Les pouvoirs des députés de la Chambre des communes ont été au coeur d'un débat entourant l'accès à des versions non censurées de documents concernant la présumée torture de détenus afghans.

Le ministre fédéral de la Justice, Rob Nicholson, est intervenu mercredi dans le débat en affirmant que les députés des Communes ne jouissent pas de l'autorité requise pour exiger un accès complet à ces documents.

Puis il a rejeté les accusations des partis de l'opposition voulant que le gouvernement ait porté atteinte à leurs privilèges parlementaires en refusant d'obtempérer à un ordre datant du 10 décembre, adopté par la Chambre des Communes, exigeant la remise des documents non censurés.

«Je rappelle à la Chambre que nos privilèges parlementaires ne sont pas indéterminés ni illimités», a lancé M. Nicholson.

«L'étendue précise de ces privilèges a fait l'objet de débats depuis la promulgation de l'Acte de l'Amérique du Nord Britannique.»

Le ministre Nicholson a fait valoir que le gouvernement avait l'obligation de garder secrètes des informations qui pourraient mettre en péril la sécurité nationale, nuire aux relations internationales du pays ou même possiblement mettre en danger la vie de soldats canadiens en Afghanistan.

Il a ajouté que la Chambre des communes ne pouvait se soustraire aux lois dans de tels cas, citant à l'appui un passage d'une décision de la Cour suprême du Canada concluant que les assemblées législatives ne sont pas des enclaves où les lois du pays ne s'appliquent pas.

M. Nicholson a également évoqué plusieurs cas, au Canada, au Royaume-Uni et en Australie, où l'obligation du gouvernement de garder secrètes certaines informations primait sur «le droit de savoir des parlementaires».
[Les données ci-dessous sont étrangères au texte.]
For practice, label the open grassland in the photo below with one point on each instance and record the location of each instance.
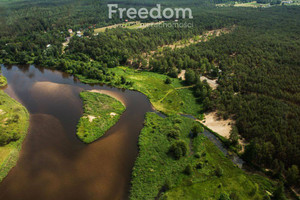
(129, 25)
(252, 4)
(167, 98)
(203, 173)
(3, 81)
(14, 122)
(100, 113)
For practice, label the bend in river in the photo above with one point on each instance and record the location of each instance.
(53, 163)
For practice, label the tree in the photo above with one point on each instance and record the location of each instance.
(224, 196)
(190, 76)
(278, 194)
(188, 170)
(292, 175)
(178, 149)
(168, 81)
(197, 128)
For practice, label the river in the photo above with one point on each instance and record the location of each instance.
(53, 163)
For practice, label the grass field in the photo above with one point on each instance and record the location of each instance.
(100, 113)
(3, 81)
(157, 174)
(167, 98)
(129, 25)
(14, 122)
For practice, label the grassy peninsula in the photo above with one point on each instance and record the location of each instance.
(14, 122)
(175, 164)
(169, 98)
(100, 113)
(3, 81)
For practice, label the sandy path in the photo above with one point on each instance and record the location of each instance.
(182, 74)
Voilà comment Rob Nicholson a rejeté les arguments présentés il y a deux semaines par les trois partis de l'opposition. Le Parti libéral, le Bloc québécois et le Nouveau Parti démocratique avaient alors demandé au président de la Chambre des communes, Peter Milliken, de décréter que le gouvernement avait porté atteinte aux privilèges parlementaires en refusant de fournir les documents réclamés.

M. Milliken a indiqué aux députés qu'il ne tranchera pas immédiatement le différend.

Mais si jamais M. Milliken se prononçait en sa faveur, l'opposition a l'intention de présenter des motions de censure contre le gouvernement et trois de ses ministres -Rob Nicholson et ses collègues à la Défense nationale et aux Affaires étrangères, Peter MacKay et Lawrence Cannon.

En théorie, cela pourrait conduire à l'emprisonnement des ministres jusqu'à la fin de la session parlementaire.

Cependant, si une telle situation devait se produire, le gouvernement fédéral pourrait s'adresser à la justice ou forcer la tenue d'une élection sur la question.